The system features two vertical lines, one mid ships and one aft, with a 20 to 30 pound lead weight on the end of each line. Between these vertical lines at a depth of about 15 FSW a horizontal line is attached. From the foremost vertical line a line runs forward to a sliding weight attached to the anchor line. The length of the line leading to the angle is such that the sliding weight will rest at a depth of about 30 to 40 FSW (dependent upon scope). The system is duplicated on both the port and starboard sides of the charter boat.
When entering divers normally make a Giant Stride entry from mid ships with their BCDs totally deflated. As they begin to sink beneath the surface they turn to the vertical down line a follow it to the 15 FSW level. The members of each dive team meet at the horizontal line, do a quick bubble check and use the lines to pull themselves to the anchor line if any current is present. They complete their descent along the anchor line to the wreck or reef below.
This entry method has a number of advantages. As nearly any dive charter boat crew member can attest, most problems occur at the surface. These problems are normally related to anxiety created by the diver being bounced around by waves or overexertion trying to swim against waves and/or current to reach the anchor line for descent. By getting the diver beneath the waves quickly any anxiety caused by surface waves, usually a feeling of being out of control, is eliminated. Additionally, the lines provide an easy method to move forward to the anchor line for descent, reducing overexertion problems.
At the end of the dive the scuba divers make a normal ascent up the anchor line until they reach the slide weight. They then follow the line, on a gradual slope, to the 15 FSW horizontal line for a safety-stop or to compete their decompression obligation. Because the connecting line between the anchor line and the foremost horizontal line is on an angle, the diver is forced to slow their ascent rate and get their buoyancy under control. This provides some obvious physiological advantages for the diver. The line system also provides a convenient platform for conducting safety-stops or stage decompression, eliminating the competition for a single point of depth on the anchor line by all ascending divers.
When the divers have completed their safety or decompression stop and are ready to ascend to the surface they simply swim up a few feet behind the boat, grasp the floating current line and exit via a fins-on boarding ladder. When using a fins-on ladder the diver should grasp the highest rung they can reach, pull themselves forward onto the ladder and avoid looking down. A diver taking hold of a bottom rung on the ladder could find them self at the end of a violently moving lever, resulting in a less than pleasant ride if any surface wave action is present. With mask, fins and regulator in place the diver climbs the ladder to the swim platform where a crew member helps them remove their fins.

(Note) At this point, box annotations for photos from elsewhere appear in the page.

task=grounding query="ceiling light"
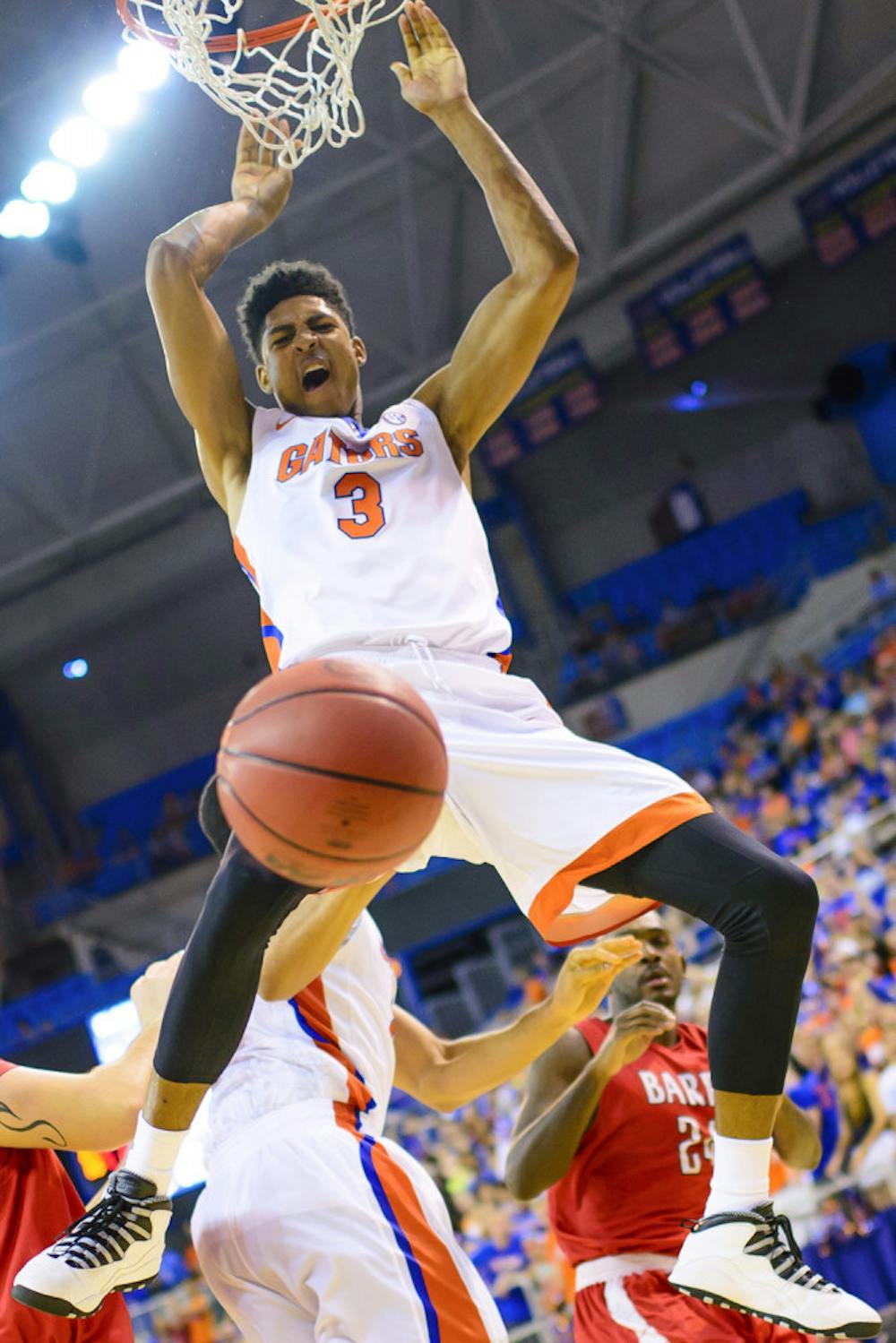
[49,116,108,168]
[116,40,170,92]
[81,73,140,126]
[22,159,78,205]
[0,197,49,237]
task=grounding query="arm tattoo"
[0,1100,68,1147]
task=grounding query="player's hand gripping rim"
[229,118,293,226]
[390,0,469,119]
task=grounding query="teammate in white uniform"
[191,818,641,1343]
[16,0,880,1338]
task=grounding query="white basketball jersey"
[234,400,511,670]
[205,910,395,1160]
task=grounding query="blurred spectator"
[471,1206,532,1330]
[868,570,896,608]
[149,792,194,875]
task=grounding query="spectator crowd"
[391,629,896,1339]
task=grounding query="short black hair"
[237,261,355,361]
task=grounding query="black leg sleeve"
[154,835,307,1084]
[587,813,818,1096]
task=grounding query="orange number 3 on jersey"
[333,471,385,541]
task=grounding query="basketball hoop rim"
[116,0,361,52]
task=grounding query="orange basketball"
[216,659,447,889]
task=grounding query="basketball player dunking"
[506,912,821,1343]
[14,3,880,1338]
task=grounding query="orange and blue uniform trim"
[289,975,376,1115]
[234,536,283,672]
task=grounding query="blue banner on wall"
[626,234,771,372]
[797,135,896,267]
[482,340,602,471]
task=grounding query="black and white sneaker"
[669,1203,883,1339]
[12,1167,170,1319]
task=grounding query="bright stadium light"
[116,40,170,92]
[22,159,78,205]
[0,197,49,237]
[49,116,108,168]
[81,73,140,126]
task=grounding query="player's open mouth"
[302,366,329,392]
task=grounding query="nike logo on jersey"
[638,1068,716,1106]
[277,428,423,485]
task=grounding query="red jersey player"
[0,956,180,1343]
[506,913,820,1343]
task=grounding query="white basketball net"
[125,0,401,168]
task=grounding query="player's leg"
[413,664,880,1338]
[573,1270,806,1343]
[587,814,880,1338]
[13,784,315,1316]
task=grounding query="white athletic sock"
[702,1133,771,1217]
[124,1114,189,1194]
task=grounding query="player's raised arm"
[146,127,291,524]
[258,872,392,1002]
[392,3,579,469]
[395,936,641,1111]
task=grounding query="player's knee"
[756,858,818,966]
[777,864,818,959]
[719,853,818,964]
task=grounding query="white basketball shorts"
[192,1100,506,1343]
[328,641,712,945]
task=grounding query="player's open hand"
[595,1002,676,1073]
[551,934,642,1025]
[391,0,468,119]
[130,951,184,1030]
[229,122,293,224]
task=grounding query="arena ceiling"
[0,0,896,805]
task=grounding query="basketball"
[216,659,447,889]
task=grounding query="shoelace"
[49,1192,151,1268]
[745,1213,840,1292]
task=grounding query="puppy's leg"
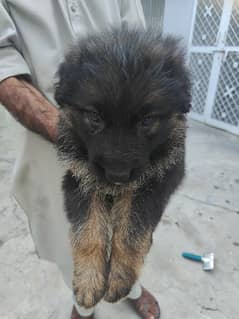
[104,194,152,302]
[71,194,111,308]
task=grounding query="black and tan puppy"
[55,29,191,308]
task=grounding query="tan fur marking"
[71,193,112,308]
[105,192,151,302]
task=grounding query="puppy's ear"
[55,53,78,107]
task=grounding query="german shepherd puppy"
[55,28,191,308]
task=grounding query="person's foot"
[128,287,160,319]
[71,306,94,319]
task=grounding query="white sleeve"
[0,0,30,81]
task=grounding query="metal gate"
[190,0,239,135]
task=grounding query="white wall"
[163,0,196,46]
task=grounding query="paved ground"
[0,118,239,319]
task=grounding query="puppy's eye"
[140,115,157,129]
[84,112,104,134]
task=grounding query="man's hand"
[0,77,59,143]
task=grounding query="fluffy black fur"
[55,29,191,308]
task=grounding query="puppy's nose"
[105,171,130,184]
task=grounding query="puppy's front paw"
[104,262,137,302]
[73,269,106,308]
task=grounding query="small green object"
[182,252,202,262]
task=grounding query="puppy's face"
[56,30,190,184]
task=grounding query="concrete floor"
[0,122,239,319]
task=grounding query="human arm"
[0,0,58,142]
[0,77,59,143]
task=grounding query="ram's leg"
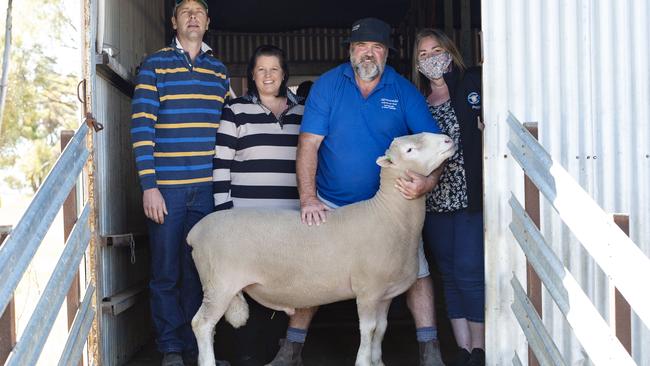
[192,291,235,366]
[370,299,392,366]
[355,298,379,366]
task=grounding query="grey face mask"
[418,52,451,80]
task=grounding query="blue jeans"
[147,185,214,353]
[422,210,485,323]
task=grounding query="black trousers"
[234,294,288,364]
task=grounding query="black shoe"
[266,338,303,366]
[467,348,485,366]
[183,352,199,366]
[161,352,185,366]
[452,348,471,366]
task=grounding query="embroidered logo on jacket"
[467,92,481,109]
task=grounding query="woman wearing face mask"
[412,29,485,366]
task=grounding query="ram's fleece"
[187,133,455,366]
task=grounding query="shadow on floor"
[127,296,456,366]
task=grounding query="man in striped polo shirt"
[131,0,229,366]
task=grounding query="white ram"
[187,133,455,366]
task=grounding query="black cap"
[174,0,208,13]
[343,18,395,50]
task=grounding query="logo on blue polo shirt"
[467,92,481,105]
[380,98,399,111]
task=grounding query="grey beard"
[350,57,383,81]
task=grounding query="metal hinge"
[84,112,104,132]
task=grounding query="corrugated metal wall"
[93,0,167,365]
[482,0,650,365]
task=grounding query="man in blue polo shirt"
[131,0,229,366]
[270,18,443,366]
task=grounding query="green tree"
[0,0,78,191]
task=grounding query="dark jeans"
[422,210,485,323]
[147,185,214,353]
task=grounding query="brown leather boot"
[419,341,445,366]
[266,338,303,366]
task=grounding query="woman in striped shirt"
[213,45,304,366]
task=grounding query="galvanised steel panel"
[482,0,650,365]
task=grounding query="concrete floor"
[127,297,456,366]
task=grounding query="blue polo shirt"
[300,63,440,206]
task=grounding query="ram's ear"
[377,155,394,168]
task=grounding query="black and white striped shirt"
[212,90,304,210]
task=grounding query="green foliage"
[0,0,79,191]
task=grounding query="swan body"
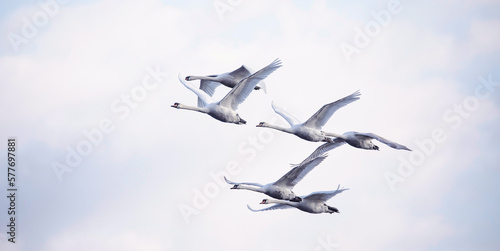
[257,91,361,142]
[172,59,281,124]
[292,132,411,166]
[224,155,327,202]
[247,186,349,214]
[326,132,411,151]
[185,65,264,106]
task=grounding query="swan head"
[325,204,340,214]
[236,114,247,125]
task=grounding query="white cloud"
[0,0,500,250]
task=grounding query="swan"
[172,59,281,124]
[224,155,327,202]
[292,132,411,167]
[257,90,361,142]
[247,185,349,214]
[185,65,265,107]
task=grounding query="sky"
[0,0,500,251]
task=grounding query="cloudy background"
[0,0,500,251]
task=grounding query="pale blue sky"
[0,0,500,251]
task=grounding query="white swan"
[257,91,361,142]
[172,59,281,124]
[185,65,265,107]
[247,185,349,214]
[224,155,327,202]
[292,132,411,166]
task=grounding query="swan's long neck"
[238,184,265,193]
[176,104,208,113]
[267,199,300,207]
[189,76,220,82]
[261,124,294,134]
[325,132,346,139]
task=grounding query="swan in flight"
[224,155,327,202]
[185,65,265,107]
[257,91,361,142]
[292,132,411,166]
[172,59,281,124]
[247,185,349,214]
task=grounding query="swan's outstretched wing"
[356,133,411,151]
[178,73,215,105]
[224,176,264,187]
[243,65,267,93]
[302,185,349,201]
[198,78,220,107]
[247,204,293,212]
[291,138,345,167]
[219,59,281,111]
[271,101,302,126]
[274,155,327,189]
[304,90,361,130]
[227,65,252,80]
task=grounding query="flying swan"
[257,91,361,142]
[185,65,265,107]
[292,132,411,166]
[247,185,349,214]
[172,59,281,124]
[224,155,327,202]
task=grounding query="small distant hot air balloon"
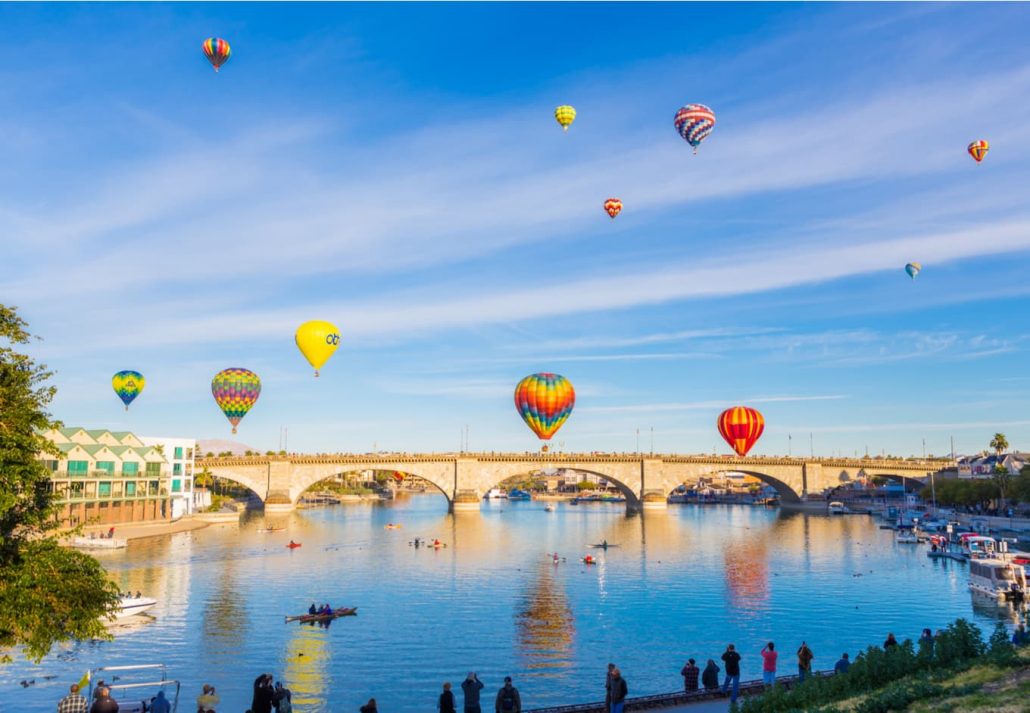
[211,367,261,434]
[716,406,765,457]
[201,37,233,72]
[294,319,340,376]
[554,104,576,131]
[515,372,576,445]
[111,369,146,411]
[605,198,622,220]
[673,104,715,154]
[966,139,991,164]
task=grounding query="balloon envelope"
[554,104,576,131]
[605,198,622,220]
[716,406,765,457]
[211,367,261,433]
[673,104,715,154]
[966,139,991,164]
[201,37,233,72]
[515,372,576,441]
[111,369,146,411]
[294,319,340,376]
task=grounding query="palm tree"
[991,433,1008,455]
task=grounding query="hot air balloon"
[294,319,340,376]
[716,406,765,457]
[111,369,146,411]
[515,372,576,448]
[211,367,261,434]
[966,139,991,164]
[673,104,715,154]
[201,37,233,72]
[554,104,576,131]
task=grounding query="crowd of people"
[58,622,1030,713]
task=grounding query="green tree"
[991,433,1008,455]
[0,304,118,661]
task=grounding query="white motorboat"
[114,595,158,619]
[69,535,129,549]
[969,558,1027,602]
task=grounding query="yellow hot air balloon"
[554,104,576,131]
[294,319,340,376]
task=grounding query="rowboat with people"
[285,607,357,623]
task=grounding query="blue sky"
[6,3,1030,454]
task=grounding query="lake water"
[0,495,1014,713]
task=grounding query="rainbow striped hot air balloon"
[201,37,233,72]
[554,104,576,131]
[515,372,576,441]
[673,104,715,154]
[966,139,991,164]
[211,367,261,434]
[111,369,146,411]
[716,406,765,457]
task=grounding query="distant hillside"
[197,439,259,455]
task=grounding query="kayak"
[285,607,357,623]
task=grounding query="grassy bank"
[739,619,1030,713]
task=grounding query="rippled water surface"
[0,496,1012,713]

Obviously the underwater line system used by many North Carolina charter boats offers a lot of advantages. Stress and anxiety caused by wave action on the surface is eliminated, the exertion of reaching the anchor line is minimized, it forces a slow ascent through the shallowest portion of the water column and provides a comfortable platform for executing safety-stops and stage decompression. Perhaps, with time, this system will become widely used outside of the Mid-Atlantic region.